Я покачал головой. В Германии Равич был известным врачом. Он бежал во Францию, где ему пришлось нелегально работать помощником у куда менее одаренного французского врача. Я познакомился с ним в ту пору, когда он вдобавок подрабатывал медосмотрами в самом большом из парижских борделей. Он был очень хорошим хирургом. Обычно начинал операцию врач-француз, он оставался в операционной, пока пациенту делали наркоз, а уж потом входил Равич и проделывал все остальное. Он не находил в этом ничего зазорного, только радовался, что у него есть работа, что он может оперировать. Это был хирург от Бога.
– Где же ты сейчас-то работаешь, Равич? – спросил я. – И как? Ведь в Нью-Йорке официально нет борделей.
– Работаю в госпитале.
– По-черному? Нелегально?
– По-серому. Так сказать, квалифицированный вариант сиделки. Мне нужно еще раз сдавать экзамен на врача. На английском языке.
– Как во Франции?
– Лучше. Во Франции было еще тяжелей. Здесь хотя бы аттестат зрелости признают.
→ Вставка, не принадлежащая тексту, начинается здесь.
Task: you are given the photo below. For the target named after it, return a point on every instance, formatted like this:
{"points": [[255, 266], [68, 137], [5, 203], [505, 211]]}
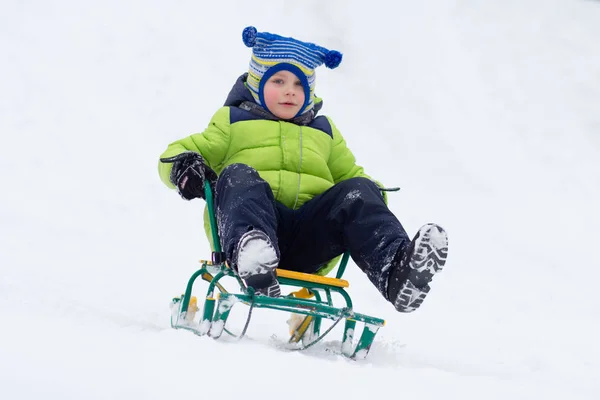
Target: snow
{"points": [[485, 113], [256, 255]]}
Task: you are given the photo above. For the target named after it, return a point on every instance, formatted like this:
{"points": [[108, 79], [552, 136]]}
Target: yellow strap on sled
{"points": [[301, 276]]}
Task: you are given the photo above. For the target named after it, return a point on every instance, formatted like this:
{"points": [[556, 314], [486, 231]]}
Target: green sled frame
{"points": [[311, 308]]}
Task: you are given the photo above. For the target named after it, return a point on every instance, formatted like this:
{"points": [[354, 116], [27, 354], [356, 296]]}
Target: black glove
{"points": [[189, 173]]}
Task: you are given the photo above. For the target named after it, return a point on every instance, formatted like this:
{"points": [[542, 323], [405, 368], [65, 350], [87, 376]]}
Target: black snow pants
{"points": [[350, 216]]}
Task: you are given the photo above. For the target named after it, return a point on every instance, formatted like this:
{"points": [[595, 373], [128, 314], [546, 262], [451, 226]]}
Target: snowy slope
{"points": [[486, 114]]}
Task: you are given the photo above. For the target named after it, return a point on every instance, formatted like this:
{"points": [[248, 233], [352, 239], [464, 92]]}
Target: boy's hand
{"points": [[189, 173]]}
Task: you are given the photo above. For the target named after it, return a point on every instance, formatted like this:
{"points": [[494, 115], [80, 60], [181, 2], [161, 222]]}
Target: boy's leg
{"points": [[247, 223], [352, 216]]}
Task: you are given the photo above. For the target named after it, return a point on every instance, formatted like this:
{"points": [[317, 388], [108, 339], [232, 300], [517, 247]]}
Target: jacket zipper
{"points": [[299, 168]]}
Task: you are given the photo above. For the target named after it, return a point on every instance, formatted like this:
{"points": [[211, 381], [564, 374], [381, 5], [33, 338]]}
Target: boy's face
{"points": [[284, 94]]}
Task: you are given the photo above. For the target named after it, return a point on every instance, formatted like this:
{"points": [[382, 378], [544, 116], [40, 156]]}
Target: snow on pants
{"points": [[351, 215]]}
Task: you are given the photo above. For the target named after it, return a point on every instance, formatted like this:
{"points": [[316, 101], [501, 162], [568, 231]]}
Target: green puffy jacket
{"points": [[298, 161]]}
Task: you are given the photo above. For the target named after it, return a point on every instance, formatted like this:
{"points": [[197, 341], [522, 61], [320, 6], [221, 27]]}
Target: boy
{"points": [[288, 192]]}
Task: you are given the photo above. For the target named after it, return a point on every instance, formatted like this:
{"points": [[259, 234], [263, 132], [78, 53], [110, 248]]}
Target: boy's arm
{"points": [[342, 162], [212, 144]]}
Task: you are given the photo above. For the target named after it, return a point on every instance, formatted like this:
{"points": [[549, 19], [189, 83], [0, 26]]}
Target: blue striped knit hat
{"points": [[272, 53]]}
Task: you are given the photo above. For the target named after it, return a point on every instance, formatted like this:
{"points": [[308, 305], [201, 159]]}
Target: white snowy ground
{"points": [[487, 114]]}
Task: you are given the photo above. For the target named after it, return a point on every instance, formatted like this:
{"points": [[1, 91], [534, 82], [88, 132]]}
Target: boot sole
{"points": [[428, 258]]}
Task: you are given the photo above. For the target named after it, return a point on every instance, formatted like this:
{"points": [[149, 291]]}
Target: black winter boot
{"points": [[256, 263], [414, 267]]}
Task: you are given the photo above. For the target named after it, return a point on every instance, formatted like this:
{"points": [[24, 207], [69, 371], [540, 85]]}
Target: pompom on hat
{"points": [[272, 53]]}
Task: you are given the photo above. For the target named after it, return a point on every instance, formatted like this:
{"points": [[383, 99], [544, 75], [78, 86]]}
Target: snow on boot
{"points": [[418, 263], [256, 263]]}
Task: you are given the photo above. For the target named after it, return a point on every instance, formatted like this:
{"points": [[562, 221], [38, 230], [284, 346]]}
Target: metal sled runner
{"points": [[312, 303]]}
– Почему же не признают остальное?
Равич рассмеялся.
– Дорогой мой Людвиг, – сказал он. – Неужели ты до сих пор не усвоил, что представители человеколюбивых профессий – самые ревнивые люди на свете? Теологи и врачи. Их организации защищают посредственность огнем и мечом. Я не удивлюсь, если после войны, вздумай я вернуться на родину, мне и в Германии придется еще раз сдавать медицинский экзамен.
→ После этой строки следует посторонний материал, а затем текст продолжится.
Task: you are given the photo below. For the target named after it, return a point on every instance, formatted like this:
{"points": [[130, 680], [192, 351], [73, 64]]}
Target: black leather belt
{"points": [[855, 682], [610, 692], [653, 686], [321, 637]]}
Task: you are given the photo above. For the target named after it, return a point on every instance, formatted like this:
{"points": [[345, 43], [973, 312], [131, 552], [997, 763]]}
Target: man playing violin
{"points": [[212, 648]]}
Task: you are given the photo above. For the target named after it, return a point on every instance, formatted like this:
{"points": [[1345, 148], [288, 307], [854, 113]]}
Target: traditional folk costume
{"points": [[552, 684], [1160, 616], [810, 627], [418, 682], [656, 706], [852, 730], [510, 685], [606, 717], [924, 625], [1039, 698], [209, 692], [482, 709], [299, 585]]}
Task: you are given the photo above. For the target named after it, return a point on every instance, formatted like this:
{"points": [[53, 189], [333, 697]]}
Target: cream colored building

– А ты хочешь вернуться? – спросил Хирш.
Равич приподнял плечи.
– Об этом я подумаю в свой срок. «Ланский катехизис», параграф шестой: «Впереди еще целый год отчаяния. Для начала сумей пережить его».
– Сейчас-то с какой стати год отчаяния? – удивился я. – Или ты не веришь, что война проиграна?
Равич кивнул.
– Верю! Но как раз поэтому и не обольщаюсь. Покушение на Гитлера не удалось, война проиграна, но немцы, несмотря ни на что, продолжают сражаться. Их теснят повсюду, однако они бьются за каждую пядь, будто это чаша Святого Грааля. Ближайший год окажется годом сокрушенных иллюзий. Никто уже не сможет поверить, что нацисты, будто марсиане, свалились на Германию с неба и надругались над бедными немцами. Бедные немцы – это и есть нацисты, они защищают нацизм, не щадя жизни. Так что от разбитых эмигрантских иллюзий останется только гора фарфоровых черепков. Кто столь истово сражается за своих якобы поработителей – тот своих поработителей любит.
– А покушение? – не унимался я.
– Не удалось, – отрезал Равич. – И даже отзвука после себя не оставило. Последний шанс безнадежно упущен. Да и разве это был шанс? Верные Гитлеру генералы придавили его в два счета. Банкротство немецкого офицерства после банкротства немецкой юстиции. А знаете, что будет самое омерзительное? Что все будет забыто, как только война кончится.
Мы помолчали.
– Равич, – не выдержал наконец Хирш, – ты что, пришел душу нам бередить? Она и так вся дырявая.